本書の副題は「『ソクラテスの弁明』『クリトン』超現代語訳」。両書は古くから訳されているが、初心者にはやや分かりにくい。しかし、この「超訳」は極めて読みやすく、ソクラテスの思想が明らかになる。
さて、ソクラテスの言葉の中でも最も重要な言葉は、『クリトン』で述べられた「ただ生きるのではなく、善く生きることが大切だ」というものだろう。では「善く生きる」とはどのような生き方か。岩波文庫の久保勉訳は「善く生きることと美しく生きることと正しく生きることとは同じだ」(74頁)。角川文庫の山本光雄訳は「善く生きることと立派に生きることと正しく生きることとは同一である」(75頁)。う~ん、わかりにくい。これを本書は「この“善く”とは、正しく生きる“正義”、美しく生きる“美”と同じだよ」(141頁)と訳す。「善」に相当するギリシア語の「カロカガティア(善美のことがら)」にもとづき、「善いものは同時に美しい」というギリシア人の考えをしっかりと表現している。
また、ソクラテスがなぜ裁判で命乞いをしなかったのかに関して、この「超訳」は「みなさんが、望まれるような、お化粧をした言葉で、弁明を行って長く生きるよりも、真理が宿る裸の言葉で、自分流の弁明を行って、死を迎えたほうが、はるかに満足に思うのだ」(106頁)と訳す。文献学的に言えば、付け足しだらけの全くの意訳である。しかし、読者にはソクラテスの真意がグイグイと伝わる訳文だ。

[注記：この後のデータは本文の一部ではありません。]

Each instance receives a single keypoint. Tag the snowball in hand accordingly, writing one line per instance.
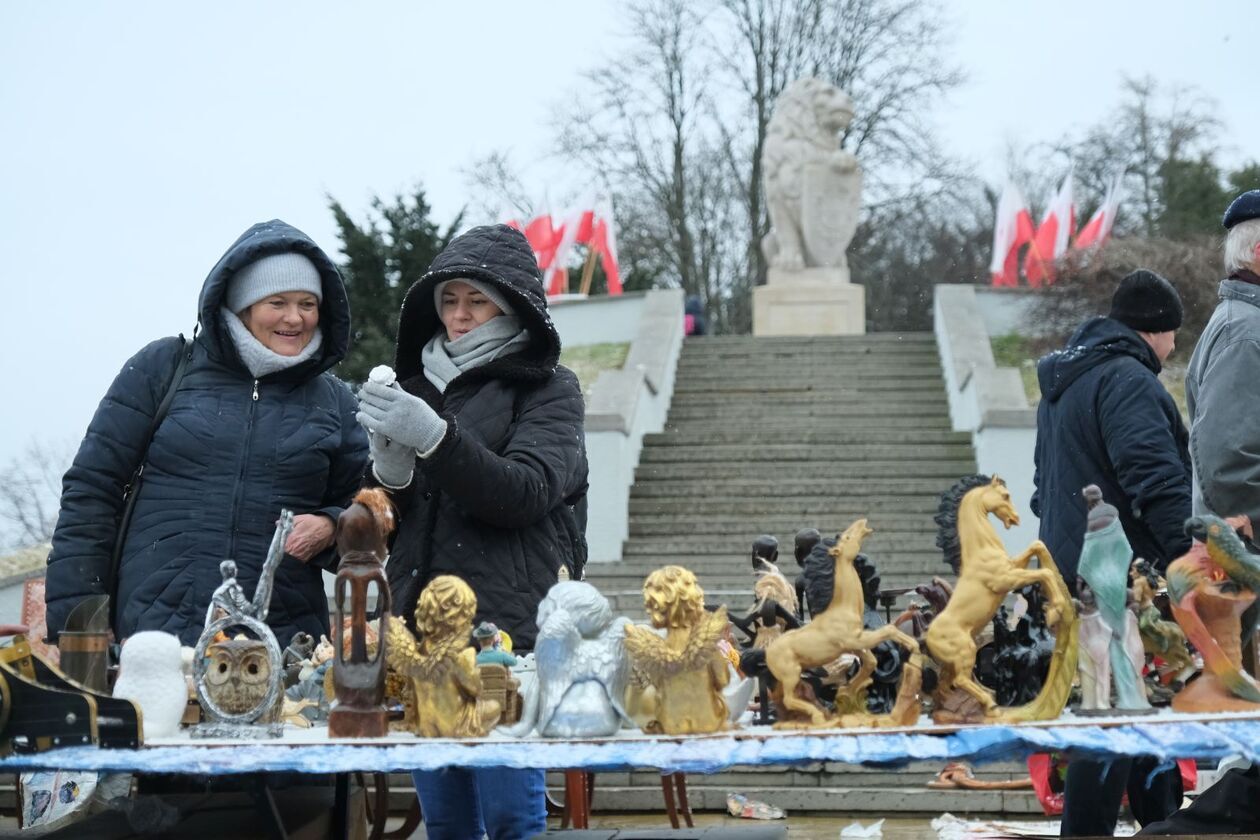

このような「超訳」を行った理由を著者の新國は「はじめに」で、「古典を料理して、今風にリアルな視点で意訳すると、当時の社会に横行した悪に、ソクラテスが抱いた怒りが、そのまま、時代や民族、それに国のちがいも超えわれわれの怒りとなる」(7頁)と述べる。
実に然り。本書を一気に読破し、道を誤った現代社会へ、ソクラテスの怒りをぶつけたい。